Financial institutions around the world are required to put in place robust controls to detect and deter the flow of illicit funds through the financial system. Such controls include the need for financial institutions to identify and know their customers (including beneficial owners), to conduct regular account reviews, and to monitor and report any suspicious transaction. Financial institutions are advised to adopt good practices for combating money laundering and terrorism financing, as well as for information on high risk jurisdictions.

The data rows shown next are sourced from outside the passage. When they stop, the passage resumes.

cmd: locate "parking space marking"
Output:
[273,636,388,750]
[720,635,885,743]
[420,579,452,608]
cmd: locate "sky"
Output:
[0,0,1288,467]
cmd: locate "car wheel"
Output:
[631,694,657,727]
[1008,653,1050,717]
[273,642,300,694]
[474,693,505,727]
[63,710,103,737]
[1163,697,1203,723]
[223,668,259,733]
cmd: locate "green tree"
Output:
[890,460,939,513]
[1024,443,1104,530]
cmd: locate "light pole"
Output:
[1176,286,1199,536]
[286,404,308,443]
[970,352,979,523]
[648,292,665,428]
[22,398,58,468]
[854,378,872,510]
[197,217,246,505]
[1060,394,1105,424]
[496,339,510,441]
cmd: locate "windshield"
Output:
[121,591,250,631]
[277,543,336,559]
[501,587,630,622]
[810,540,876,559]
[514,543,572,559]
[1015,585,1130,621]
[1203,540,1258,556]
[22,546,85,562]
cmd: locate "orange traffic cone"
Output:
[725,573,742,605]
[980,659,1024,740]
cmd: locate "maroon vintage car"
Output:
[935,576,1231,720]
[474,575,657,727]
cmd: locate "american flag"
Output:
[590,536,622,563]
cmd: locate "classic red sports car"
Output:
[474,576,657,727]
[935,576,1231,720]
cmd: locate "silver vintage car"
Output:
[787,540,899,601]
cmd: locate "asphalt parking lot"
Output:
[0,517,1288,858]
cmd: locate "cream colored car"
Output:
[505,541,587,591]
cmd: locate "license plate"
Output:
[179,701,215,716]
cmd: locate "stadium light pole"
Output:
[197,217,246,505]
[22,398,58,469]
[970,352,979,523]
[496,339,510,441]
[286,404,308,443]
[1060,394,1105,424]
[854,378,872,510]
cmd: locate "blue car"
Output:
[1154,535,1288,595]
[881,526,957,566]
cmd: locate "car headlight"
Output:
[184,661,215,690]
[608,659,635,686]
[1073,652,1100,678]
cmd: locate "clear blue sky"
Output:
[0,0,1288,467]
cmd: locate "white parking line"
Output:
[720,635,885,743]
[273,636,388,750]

According to the Financial Action Task Force’s 2013 NPPS Guidance, virtual currencies are potentially vulnerable to money laundering and terrorist financing abuse. First, they may allow greater anonymity than traditional non-cash payment methods. Virtual currency systems can be traded on the internet, are generally characterised by non-face-to-face customer relationships, and may permit anonymous funding (cash funding or third-party funding through virtual exchangers that do not properly identify the funding source). They may also permit anonymous transfers, if sender and recipient are not adequately identified.
As such, Anti-Money Laundering (AML) and Counter Financing of Terrorism (CFT) regulations have become a much larger burden for financial institutions and digital exchanges, and enforcement has stepped up significantly. In numerous jurisdictions, financial institutions and digital exchanges that fail or refuse to comply with the requirements of its applicable laws are guilty of an offence and will be liable on conviction.